O chefe de departamento provincial do Kwanza-Norte do Instituto de Controlo e Combate à Tripanossomíase( ICCT) disse, na terça-feira, ao Jornal de Angola, ser preocupante a quantidade de armadilhas de captura da mosca Tsé-Tsé desaparecidas dos locais onde são colocadas. 
Francisco Manuel, que afirmou desconhecer as razões para o desaparecimento, disse que, durante os trabalhos de prospecção, as equipas têm procurado fazer ver às populações a importância que as armadilhas têm.
O número reduzido de moscas capturadas nos últimos tempos, referiu, resulta da falta de colaboração das pessoas.
O médico afirmou que as armadilhas colocadas ao longo da estrada nacional 230 são muitas vezes retiradas por automobilistas, que as utilizam para limpar peças.  Daquele troço, garantiu, já desapareceram, só este ano, mais de 50 armadilhas.
As armadilhas colocadas em caminhos que dão acesso às lavras e rios, afirmou, também têm desaparecido.
Francisco Manuel revelou haver informações que há pessoas que levam as armadilhas para as lavras.
“Não temos nada contra isso, desde que não sejam destruídas”, disse, adiantando:
“Queremos que a população colabore, uma vez que estamos numa província totalmente endémica, onde a mosca está um pouco por todo o lado”. Queremos também que os camponeses que entenderem que há muitas moscas nas lavras nos informem para que um técnico vá lá colocar as armadilhas, disse.

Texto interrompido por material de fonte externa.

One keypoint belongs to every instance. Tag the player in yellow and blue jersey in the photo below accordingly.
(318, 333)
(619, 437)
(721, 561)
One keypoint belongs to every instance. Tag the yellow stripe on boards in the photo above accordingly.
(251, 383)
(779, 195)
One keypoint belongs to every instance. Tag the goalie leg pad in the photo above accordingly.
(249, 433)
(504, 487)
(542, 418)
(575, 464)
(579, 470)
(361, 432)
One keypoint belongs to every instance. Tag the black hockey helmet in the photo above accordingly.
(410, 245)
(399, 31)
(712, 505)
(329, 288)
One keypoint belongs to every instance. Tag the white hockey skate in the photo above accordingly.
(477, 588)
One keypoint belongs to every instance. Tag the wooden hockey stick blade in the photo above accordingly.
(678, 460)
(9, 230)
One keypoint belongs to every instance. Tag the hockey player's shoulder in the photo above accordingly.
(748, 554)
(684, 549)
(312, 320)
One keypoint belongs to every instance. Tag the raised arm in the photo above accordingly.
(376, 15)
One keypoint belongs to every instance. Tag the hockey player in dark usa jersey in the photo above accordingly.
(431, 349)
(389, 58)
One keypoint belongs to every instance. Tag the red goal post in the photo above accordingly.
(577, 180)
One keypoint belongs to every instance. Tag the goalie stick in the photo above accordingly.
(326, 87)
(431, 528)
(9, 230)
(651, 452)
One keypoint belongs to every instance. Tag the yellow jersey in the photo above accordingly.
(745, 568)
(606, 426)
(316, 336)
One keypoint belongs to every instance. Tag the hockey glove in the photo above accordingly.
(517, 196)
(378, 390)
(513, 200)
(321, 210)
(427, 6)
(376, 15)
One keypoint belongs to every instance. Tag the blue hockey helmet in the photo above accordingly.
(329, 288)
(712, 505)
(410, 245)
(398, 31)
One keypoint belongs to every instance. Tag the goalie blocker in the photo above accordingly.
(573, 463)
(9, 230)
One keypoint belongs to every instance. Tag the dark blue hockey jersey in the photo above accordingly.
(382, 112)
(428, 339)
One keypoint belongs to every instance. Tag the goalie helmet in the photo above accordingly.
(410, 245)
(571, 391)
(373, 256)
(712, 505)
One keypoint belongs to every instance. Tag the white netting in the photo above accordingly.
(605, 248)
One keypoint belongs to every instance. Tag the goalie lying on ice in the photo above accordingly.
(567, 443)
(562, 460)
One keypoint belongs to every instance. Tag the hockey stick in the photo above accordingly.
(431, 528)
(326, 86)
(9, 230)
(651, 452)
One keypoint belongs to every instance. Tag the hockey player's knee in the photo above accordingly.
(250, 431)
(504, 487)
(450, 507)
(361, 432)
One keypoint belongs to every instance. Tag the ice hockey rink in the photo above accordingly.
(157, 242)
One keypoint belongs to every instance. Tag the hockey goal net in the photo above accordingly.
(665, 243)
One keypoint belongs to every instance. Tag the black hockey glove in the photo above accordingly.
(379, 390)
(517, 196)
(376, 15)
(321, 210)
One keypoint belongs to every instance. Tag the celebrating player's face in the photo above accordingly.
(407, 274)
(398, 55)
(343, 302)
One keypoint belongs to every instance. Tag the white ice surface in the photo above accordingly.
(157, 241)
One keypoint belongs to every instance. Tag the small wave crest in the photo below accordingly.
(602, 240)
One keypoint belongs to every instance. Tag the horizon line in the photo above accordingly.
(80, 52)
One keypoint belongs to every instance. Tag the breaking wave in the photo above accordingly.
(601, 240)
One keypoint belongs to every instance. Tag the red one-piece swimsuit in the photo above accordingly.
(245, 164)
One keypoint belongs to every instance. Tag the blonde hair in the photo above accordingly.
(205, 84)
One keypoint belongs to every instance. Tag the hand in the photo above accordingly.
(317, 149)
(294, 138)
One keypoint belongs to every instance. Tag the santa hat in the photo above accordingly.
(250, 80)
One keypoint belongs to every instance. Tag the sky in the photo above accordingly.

Se necessário, frisou, ensinamo-los a montar as armadilhas e a forma de recolher a mosca para sabermos o número de capturas e se elas estão infectadas.
“Nas zonas ribeirinhas e piscatórias, os nossos técnicos, durante as campanhas de prospecção activa, muitas vezes verificam que, à falta de redes de pesca, as pessoas destroem as armadilhas, cosem-nas e utilizam-nas na pesca. É de facto algo muito preocupante para nós”, lamentou.
A situação, referiu, só pode ser ultrapassada com a intensificação de acções de sensibilização, que leve a população a entender que as armadilhas têm objectivos específicos.
As armadilhas, alertou, são um bem público e pode custar cada uma, entre 10 a 17 dólares.
“Se o Governo gasta essas somas em dinheiro para proteger e servir melhor a sociedade, devemos respeitar este tão importante trabalho que se desenvolve com muito empenho e sacrifício, para o bem de toda a população”, declarou.
 “Nos próximos tempos todos os que forem surpreendidos a destruir uma armadilha ou a levá-la de um lado para outro sem autorização devem ser detidos e responsabilizados”, avisou.
O ICCT local prepara uma campanha de luta anti vectorial nos arredores do município de Cazengo, o mais endémico da província.
No município de Cazengo, o ICCT pretende montar 500 armadilhas, tendo já sido instaladas algumas no jardim botânico do Kilombo.A seguir vão ser contempladas a região do baixo Binda, arredores da ponte sobre o rio Lucala II, e do Zanga.
O departamento de Controlo e Combate à Tripanossomíase no Kwanza-Norte colocou, este ano, cerca de 350 armadilhas e capturou mais de cinco mil moscas.
Para a cobertura total da província são precisas mais de três mil armadilhas.